1RPC
Web3 relay that protects users from the exposure and harvesting of their personal metadata.
RPC serves as the gateway that unites off-chain users with the on-chain universe. As data, including queries and transactions, pass through this gateway, machine-level metadata, such as IP addresses, device information, and timestamps, are appended, making them transparent to providers.
The rise in Account Abstraction adoption has broadened visibility into the intent of UserOps, which are the potential state transition pathways implemented to execute user transactions. Providers can now identify these intentions and assist with transaction finalization and delivery.
Currently, the combination of intent and transaction accounts only form a marginal portion of the requests coursing through RPC. The majority of requests are merely queries or "signals" showing your latent activity related to a specific wallet or smart contract. As AI improves in prediction, these "signals" expose potential vulnerabilities to providers keen on predicting your future intentions or transactions. This scenario echoes the Web2 environment, notorious for enormous data harvesting and collection by centralized entities.
1RPC harnesses secure enclaves as an RPC proxy between clients and RPC providers. This system ensures robust integrity and privacy, guaranteeing that no metadata will be stored by the operator nor communicated to the RPC providers. Anyone can validate this guarantee through an attestation process that evaluates the complete stack of hardware and software implemented in the system.
1RPC has protected over 20 billion relays and has over 10 million monthly active users , with a one-click connection supporting 50+ networks.
Private RPC Relay vs. Self-hosting Node
The primary cause of RPC privacy issues is the escalating reliance on RPC providers as opposed to utilizing self-hosted blockchain nodes, a more decentralized approach. The growing complexity and burgeoning costs associated with owning a blockchain node, be it an extensive full node with a complete set of data or a lightweight node housing only the latest data, have largely contributed to this trend.
Given that all data is stored and managed locally, the risk of metadata exposure is mitigated. Although metadata may still be revealed to other peers via transaction broadcasting, this risk is considerably less than direct connections to endpoints of centralized RPC providers.

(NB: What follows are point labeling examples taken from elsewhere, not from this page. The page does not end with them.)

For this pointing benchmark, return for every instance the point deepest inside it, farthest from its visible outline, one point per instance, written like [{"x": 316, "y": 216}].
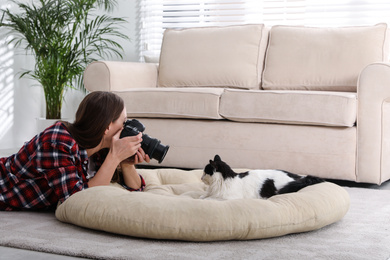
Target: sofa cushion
[
  {"x": 200, "y": 103},
  {"x": 230, "y": 56},
  {"x": 304, "y": 58},
  {"x": 290, "y": 107}
]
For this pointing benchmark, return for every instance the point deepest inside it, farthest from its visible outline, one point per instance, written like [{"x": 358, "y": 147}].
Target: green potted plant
[{"x": 63, "y": 36}]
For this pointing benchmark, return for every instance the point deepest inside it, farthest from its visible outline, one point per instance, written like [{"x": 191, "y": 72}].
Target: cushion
[
  {"x": 230, "y": 56},
  {"x": 200, "y": 103},
  {"x": 290, "y": 107},
  {"x": 331, "y": 59},
  {"x": 170, "y": 208}
]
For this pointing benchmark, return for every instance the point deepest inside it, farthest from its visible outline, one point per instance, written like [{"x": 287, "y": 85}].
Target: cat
[{"x": 224, "y": 183}]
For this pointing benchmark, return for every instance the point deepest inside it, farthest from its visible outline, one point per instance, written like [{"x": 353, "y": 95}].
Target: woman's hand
[
  {"x": 139, "y": 157},
  {"x": 123, "y": 148}
]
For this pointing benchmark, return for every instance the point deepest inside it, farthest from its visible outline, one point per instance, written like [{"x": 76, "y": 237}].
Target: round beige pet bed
[{"x": 170, "y": 208}]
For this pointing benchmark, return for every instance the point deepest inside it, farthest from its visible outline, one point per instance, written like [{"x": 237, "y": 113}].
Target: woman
[{"x": 67, "y": 158}]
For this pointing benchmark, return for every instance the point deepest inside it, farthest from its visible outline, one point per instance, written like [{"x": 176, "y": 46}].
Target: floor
[{"x": 20, "y": 254}]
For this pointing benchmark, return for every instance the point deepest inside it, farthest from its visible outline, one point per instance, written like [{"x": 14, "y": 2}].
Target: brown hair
[{"x": 95, "y": 113}]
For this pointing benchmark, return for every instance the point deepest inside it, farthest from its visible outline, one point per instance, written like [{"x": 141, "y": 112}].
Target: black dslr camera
[{"x": 151, "y": 146}]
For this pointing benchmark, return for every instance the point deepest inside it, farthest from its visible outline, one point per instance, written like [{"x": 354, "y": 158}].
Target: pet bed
[{"x": 170, "y": 208}]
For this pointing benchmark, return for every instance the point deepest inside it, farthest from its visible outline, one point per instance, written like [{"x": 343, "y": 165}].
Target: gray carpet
[{"x": 364, "y": 233}]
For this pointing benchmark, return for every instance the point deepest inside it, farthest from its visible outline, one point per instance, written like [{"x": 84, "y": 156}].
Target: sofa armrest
[
  {"x": 373, "y": 124},
  {"x": 119, "y": 76}
]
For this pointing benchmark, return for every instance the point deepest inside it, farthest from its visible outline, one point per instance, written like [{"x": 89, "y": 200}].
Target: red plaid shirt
[{"x": 46, "y": 170}]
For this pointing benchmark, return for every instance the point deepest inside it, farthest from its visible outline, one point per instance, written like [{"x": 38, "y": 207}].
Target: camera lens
[{"x": 154, "y": 148}]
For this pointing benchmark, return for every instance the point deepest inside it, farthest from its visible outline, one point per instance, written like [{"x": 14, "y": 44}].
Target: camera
[{"x": 151, "y": 146}]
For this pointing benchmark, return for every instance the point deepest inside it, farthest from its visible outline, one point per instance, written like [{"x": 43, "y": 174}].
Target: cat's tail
[{"x": 299, "y": 184}]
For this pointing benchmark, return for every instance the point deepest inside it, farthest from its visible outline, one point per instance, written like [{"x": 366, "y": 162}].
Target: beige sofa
[{"x": 306, "y": 100}]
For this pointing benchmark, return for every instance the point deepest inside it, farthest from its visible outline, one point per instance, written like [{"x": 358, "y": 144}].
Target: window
[{"x": 158, "y": 15}]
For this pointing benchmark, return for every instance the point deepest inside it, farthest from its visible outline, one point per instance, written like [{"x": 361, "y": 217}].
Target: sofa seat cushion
[
  {"x": 290, "y": 107},
  {"x": 330, "y": 59},
  {"x": 200, "y": 103},
  {"x": 229, "y": 56}
]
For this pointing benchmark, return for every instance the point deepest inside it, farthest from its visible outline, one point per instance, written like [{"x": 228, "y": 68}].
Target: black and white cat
[{"x": 224, "y": 183}]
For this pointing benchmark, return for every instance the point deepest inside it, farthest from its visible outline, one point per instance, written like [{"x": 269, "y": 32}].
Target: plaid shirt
[{"x": 46, "y": 170}]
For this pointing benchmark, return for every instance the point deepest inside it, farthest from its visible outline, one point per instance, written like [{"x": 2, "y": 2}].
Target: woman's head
[{"x": 93, "y": 117}]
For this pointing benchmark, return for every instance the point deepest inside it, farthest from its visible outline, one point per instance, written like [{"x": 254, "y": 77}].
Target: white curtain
[{"x": 158, "y": 15}]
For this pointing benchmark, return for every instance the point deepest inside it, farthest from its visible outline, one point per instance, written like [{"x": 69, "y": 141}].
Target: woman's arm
[
  {"x": 130, "y": 176},
  {"x": 119, "y": 151}
]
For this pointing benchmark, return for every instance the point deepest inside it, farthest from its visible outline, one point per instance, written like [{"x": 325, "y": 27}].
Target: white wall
[{"x": 22, "y": 100}]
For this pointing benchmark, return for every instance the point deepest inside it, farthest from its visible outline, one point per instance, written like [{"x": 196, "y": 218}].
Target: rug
[{"x": 364, "y": 233}]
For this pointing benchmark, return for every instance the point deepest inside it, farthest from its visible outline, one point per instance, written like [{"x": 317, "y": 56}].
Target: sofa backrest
[
  {"x": 304, "y": 58},
  {"x": 293, "y": 57},
  {"x": 229, "y": 56}
]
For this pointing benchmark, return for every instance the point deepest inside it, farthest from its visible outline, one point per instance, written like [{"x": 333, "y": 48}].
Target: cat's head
[{"x": 216, "y": 168}]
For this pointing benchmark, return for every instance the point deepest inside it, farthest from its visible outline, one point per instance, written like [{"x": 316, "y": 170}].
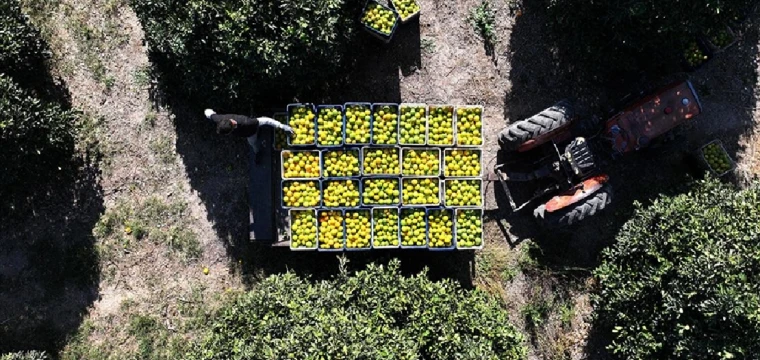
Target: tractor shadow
[{"x": 544, "y": 71}]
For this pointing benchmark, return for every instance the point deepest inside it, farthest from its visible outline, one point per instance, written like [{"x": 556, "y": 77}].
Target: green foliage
[
  {"x": 483, "y": 19},
  {"x": 26, "y": 355},
  {"x": 374, "y": 314},
  {"x": 22, "y": 51},
  {"x": 37, "y": 137},
  {"x": 234, "y": 49},
  {"x": 619, "y": 35},
  {"x": 683, "y": 279}
]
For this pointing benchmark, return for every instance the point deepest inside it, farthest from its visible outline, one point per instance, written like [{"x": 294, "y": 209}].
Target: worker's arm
[{"x": 274, "y": 123}]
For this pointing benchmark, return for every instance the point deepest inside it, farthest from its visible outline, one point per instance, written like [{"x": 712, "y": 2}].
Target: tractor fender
[{"x": 577, "y": 193}]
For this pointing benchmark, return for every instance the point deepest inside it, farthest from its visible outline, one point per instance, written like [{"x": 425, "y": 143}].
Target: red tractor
[{"x": 549, "y": 150}]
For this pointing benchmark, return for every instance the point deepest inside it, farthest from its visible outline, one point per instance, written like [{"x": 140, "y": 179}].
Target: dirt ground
[{"x": 168, "y": 163}]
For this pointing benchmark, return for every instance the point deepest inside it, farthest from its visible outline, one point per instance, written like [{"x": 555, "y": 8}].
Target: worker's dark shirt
[{"x": 245, "y": 126}]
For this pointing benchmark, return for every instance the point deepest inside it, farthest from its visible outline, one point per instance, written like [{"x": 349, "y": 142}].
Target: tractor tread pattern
[
  {"x": 586, "y": 208},
  {"x": 545, "y": 122}
]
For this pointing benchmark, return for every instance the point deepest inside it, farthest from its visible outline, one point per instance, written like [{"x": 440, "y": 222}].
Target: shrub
[
  {"x": 22, "y": 51},
  {"x": 683, "y": 279},
  {"x": 37, "y": 138},
  {"x": 637, "y": 34},
  {"x": 374, "y": 314},
  {"x": 26, "y": 355},
  {"x": 229, "y": 49}
]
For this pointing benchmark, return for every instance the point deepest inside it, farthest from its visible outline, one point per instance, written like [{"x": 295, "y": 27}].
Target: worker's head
[{"x": 225, "y": 126}]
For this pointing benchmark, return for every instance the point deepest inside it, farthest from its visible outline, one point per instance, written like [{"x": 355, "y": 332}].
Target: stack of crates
[{"x": 381, "y": 183}]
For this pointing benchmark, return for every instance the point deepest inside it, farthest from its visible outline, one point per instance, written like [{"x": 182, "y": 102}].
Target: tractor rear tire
[
  {"x": 537, "y": 126},
  {"x": 583, "y": 209}
]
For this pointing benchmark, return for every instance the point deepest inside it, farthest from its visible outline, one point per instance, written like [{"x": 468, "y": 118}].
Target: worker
[{"x": 243, "y": 126}]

Since only a select number of users possess the ability to self-host nodes, a relay model has been introduced. This model provides a more pragmatic and economical solution to users. From a user’s perspective, there is little to no difference between employing a RPC relay and connecting directly to RPC providers. The relay operates with full transparency in transmitting payload information (minus metadata) and only introduces minuscule overhead by adding one more step in the connection process.

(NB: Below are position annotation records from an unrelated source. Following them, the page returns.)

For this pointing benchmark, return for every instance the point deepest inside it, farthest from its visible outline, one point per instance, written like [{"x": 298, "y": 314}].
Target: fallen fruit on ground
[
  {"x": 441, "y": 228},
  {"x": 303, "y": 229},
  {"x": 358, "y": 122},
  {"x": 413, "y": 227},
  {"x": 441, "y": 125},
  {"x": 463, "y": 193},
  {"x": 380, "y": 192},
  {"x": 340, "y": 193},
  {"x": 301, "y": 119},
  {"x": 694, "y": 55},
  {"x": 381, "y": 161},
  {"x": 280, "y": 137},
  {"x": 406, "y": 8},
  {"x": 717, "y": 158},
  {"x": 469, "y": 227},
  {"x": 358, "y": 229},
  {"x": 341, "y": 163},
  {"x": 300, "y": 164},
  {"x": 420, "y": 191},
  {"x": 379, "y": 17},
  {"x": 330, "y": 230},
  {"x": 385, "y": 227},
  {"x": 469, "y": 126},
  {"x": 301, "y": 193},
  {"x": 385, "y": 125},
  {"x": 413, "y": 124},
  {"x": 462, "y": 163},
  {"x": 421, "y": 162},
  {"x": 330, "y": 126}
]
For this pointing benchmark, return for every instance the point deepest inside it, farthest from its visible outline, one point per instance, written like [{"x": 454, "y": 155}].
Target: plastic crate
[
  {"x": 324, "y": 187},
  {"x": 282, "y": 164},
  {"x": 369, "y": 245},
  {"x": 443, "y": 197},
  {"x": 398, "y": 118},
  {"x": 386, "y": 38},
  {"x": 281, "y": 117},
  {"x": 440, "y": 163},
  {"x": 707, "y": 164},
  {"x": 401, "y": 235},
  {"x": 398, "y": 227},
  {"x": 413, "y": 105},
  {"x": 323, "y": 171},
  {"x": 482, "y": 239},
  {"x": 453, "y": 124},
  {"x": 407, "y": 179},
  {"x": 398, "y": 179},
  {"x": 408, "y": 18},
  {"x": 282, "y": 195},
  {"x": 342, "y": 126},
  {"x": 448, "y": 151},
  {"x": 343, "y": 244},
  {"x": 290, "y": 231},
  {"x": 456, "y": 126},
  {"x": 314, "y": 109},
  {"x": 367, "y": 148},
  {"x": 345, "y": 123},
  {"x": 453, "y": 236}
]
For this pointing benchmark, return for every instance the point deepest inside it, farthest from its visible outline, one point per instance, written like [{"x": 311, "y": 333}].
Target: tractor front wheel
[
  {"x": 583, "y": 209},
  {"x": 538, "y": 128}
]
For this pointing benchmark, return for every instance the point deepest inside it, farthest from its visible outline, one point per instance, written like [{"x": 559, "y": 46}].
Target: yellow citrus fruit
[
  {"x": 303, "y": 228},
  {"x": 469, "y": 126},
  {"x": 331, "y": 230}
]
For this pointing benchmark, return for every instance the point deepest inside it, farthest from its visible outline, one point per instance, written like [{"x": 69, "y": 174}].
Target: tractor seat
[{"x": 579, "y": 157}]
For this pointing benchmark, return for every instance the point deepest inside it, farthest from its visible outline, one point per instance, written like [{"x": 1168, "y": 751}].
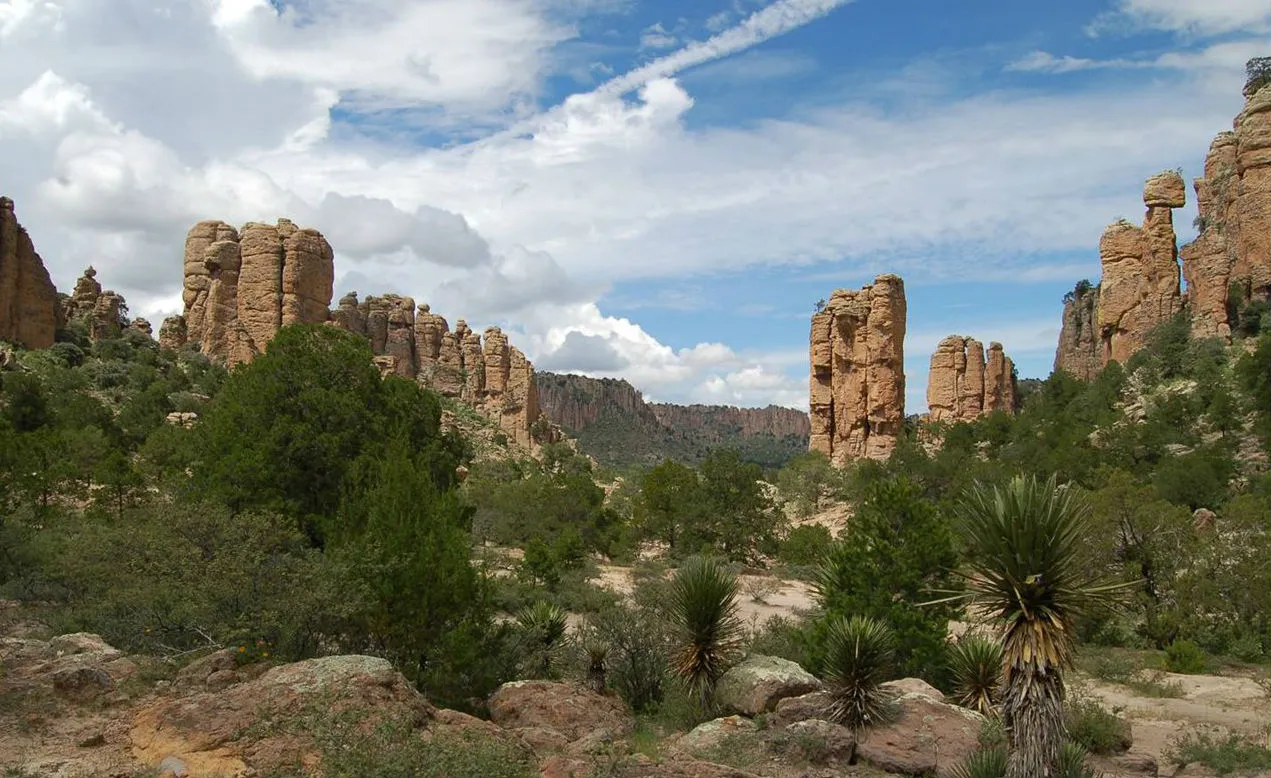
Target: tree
[
  {"x": 1027, "y": 570},
  {"x": 896, "y": 551}
]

RPC Relay with and without Secure Enclave
Numerous open-source implementations of RPC relays exist, many of which support JSON-RPC, a widely adopted RPC standard by many blockchains. In addition, they also support generic HTTPS, WebSocket, and several others. Establishing an RPC relay service that assures users no data will be collected is certainly achievable. However, this traditional model lacks a measurable and provable guarantee that users can verify.
A considerable enhancement would be to run the relay within a secure enclave. This type of technology, used to protect sensitive personal information on mobile phones, is often referred to as TEE or Trusted Execution Environment in server-side applications. By leveraging Secure Enclave technology, several vital properties beneficial to RPC users can be achieved:
End-to-End Encryption: This allows for an industry-standard TLS connection to be established between the user and the enclave, as well as between the enclave and the RPC providers, without compromising the secure protections that prevent network-level eavesdropping.

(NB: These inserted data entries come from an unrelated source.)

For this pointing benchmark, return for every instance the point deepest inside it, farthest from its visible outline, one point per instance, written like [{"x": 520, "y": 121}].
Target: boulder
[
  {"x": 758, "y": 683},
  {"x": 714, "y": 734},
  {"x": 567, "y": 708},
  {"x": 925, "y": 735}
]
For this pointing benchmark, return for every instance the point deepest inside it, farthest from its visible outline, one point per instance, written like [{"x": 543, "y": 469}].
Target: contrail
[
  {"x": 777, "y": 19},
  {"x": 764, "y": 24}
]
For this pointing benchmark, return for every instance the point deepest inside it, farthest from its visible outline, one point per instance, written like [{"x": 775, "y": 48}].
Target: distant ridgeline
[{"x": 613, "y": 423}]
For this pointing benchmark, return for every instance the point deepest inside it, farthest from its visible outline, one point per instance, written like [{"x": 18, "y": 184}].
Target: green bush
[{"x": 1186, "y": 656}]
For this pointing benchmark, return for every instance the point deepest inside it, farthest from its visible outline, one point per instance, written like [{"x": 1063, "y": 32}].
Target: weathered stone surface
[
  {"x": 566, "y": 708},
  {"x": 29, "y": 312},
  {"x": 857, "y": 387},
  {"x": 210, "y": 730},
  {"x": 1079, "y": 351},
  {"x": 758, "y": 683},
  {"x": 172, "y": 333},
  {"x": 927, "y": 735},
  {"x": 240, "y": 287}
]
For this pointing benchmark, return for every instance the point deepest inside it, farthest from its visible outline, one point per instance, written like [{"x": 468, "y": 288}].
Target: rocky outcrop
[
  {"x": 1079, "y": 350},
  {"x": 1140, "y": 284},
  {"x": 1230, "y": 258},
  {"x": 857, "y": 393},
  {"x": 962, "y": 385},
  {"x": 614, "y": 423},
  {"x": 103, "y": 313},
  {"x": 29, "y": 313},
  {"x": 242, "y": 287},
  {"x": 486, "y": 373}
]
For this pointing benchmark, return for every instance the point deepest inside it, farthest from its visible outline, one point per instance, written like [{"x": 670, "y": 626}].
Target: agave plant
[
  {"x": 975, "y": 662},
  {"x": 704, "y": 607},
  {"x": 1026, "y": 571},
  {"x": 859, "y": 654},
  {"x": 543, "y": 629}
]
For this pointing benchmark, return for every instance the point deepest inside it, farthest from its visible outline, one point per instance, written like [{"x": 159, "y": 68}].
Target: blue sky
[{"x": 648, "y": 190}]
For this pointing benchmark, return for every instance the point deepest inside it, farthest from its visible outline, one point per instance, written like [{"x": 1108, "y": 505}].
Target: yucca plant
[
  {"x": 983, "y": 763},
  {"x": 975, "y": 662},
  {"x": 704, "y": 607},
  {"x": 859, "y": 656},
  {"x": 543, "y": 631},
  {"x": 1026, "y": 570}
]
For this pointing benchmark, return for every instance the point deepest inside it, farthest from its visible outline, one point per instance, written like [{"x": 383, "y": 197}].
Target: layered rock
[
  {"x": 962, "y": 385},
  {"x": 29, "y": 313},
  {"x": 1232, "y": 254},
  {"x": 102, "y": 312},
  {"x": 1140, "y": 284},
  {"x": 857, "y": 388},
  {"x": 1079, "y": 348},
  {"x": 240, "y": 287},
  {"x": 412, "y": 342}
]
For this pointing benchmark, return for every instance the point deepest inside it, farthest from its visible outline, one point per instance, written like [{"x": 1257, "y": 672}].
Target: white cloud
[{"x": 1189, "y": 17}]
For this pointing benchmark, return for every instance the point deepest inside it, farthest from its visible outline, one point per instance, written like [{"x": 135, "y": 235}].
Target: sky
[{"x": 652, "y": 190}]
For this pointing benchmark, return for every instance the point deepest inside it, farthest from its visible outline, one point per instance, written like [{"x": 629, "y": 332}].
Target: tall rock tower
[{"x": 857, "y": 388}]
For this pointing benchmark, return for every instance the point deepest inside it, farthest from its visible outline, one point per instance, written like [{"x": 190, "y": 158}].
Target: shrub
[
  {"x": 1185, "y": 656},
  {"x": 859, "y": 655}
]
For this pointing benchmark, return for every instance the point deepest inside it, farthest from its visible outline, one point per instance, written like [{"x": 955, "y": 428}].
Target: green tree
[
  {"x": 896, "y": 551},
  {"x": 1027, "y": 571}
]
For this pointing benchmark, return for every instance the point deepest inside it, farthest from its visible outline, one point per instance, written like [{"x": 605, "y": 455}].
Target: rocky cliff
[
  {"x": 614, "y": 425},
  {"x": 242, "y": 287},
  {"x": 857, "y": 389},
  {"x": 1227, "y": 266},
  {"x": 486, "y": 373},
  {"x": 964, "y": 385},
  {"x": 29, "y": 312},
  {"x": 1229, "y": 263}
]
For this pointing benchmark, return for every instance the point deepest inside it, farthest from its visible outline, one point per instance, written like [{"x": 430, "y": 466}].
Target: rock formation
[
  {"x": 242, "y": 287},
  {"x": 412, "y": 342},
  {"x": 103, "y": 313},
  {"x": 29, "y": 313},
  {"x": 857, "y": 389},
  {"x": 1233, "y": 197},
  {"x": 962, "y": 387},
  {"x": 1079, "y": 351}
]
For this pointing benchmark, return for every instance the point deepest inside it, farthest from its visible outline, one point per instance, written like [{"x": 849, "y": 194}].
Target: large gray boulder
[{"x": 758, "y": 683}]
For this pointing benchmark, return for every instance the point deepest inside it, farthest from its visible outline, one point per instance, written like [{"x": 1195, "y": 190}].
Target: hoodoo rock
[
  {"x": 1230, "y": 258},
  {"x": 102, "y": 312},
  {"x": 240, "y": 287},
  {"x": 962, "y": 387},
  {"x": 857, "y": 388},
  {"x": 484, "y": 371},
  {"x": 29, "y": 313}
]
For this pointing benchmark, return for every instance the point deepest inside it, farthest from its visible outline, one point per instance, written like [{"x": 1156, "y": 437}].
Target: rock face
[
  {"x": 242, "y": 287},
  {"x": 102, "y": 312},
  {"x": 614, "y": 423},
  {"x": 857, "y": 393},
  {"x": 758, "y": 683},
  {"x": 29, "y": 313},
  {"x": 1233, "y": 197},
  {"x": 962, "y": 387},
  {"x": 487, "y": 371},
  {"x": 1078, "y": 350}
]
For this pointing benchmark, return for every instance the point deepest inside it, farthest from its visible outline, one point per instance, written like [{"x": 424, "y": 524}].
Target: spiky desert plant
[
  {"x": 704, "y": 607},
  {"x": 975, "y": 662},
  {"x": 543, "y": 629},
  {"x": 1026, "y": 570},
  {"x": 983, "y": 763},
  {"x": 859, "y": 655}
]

Code Integrity and Zero Tracking: The code executed within the secure enclave can be measured and demonstrated to users with high verifiability, thus ensuring strict adherence to the privacy-preserving design of the RPC relay. When coupled with full attestation from open-sourced software or hardware implementations and reproducible builds, users can be confident that they are connecting to a genuine RPC relay.
Private Execution: The handling of user requests cannot be monitored by the relay node operator because the secure enclave provides an isolated execution environment. This ensures that even a malicious operator cannot view the execution or read the memory region that holds the sensitive data for each request.
Attestation Enabled by Automata 2.0
The implementation of Private RPC Relay requires two main types of attestations.
Attestation on Software Build
The build has to create a reproducible MRENCLAVE
value when rebuilding the code in a base builder docker hosted in AWS Nitro Enclave. Find more details in TEE Compile.
Because the whole compilation is reproducible and the attestation is provided by the builder docker which is already attested by the AWS Nitro Enclave, we leverage the root of trust from the AWS Nitro Enclave and choose optimistic attestation, which does not provide a challenge method during this attestation.
Attestation on Hardware
Currently, 1RPC is hosted in Azure, which uses Intel DCAP to complete the TEE attestation, ensuring that the hardware execution environment and the running code are matched as expected.
Since the Intel DCAP Quote verification is quite complicated and will incur significant gas fees, we choose to use consensus-based attestation which invites certain trusted parties' attestors to validate the correctness of the quote uploaded by the 1RPC server.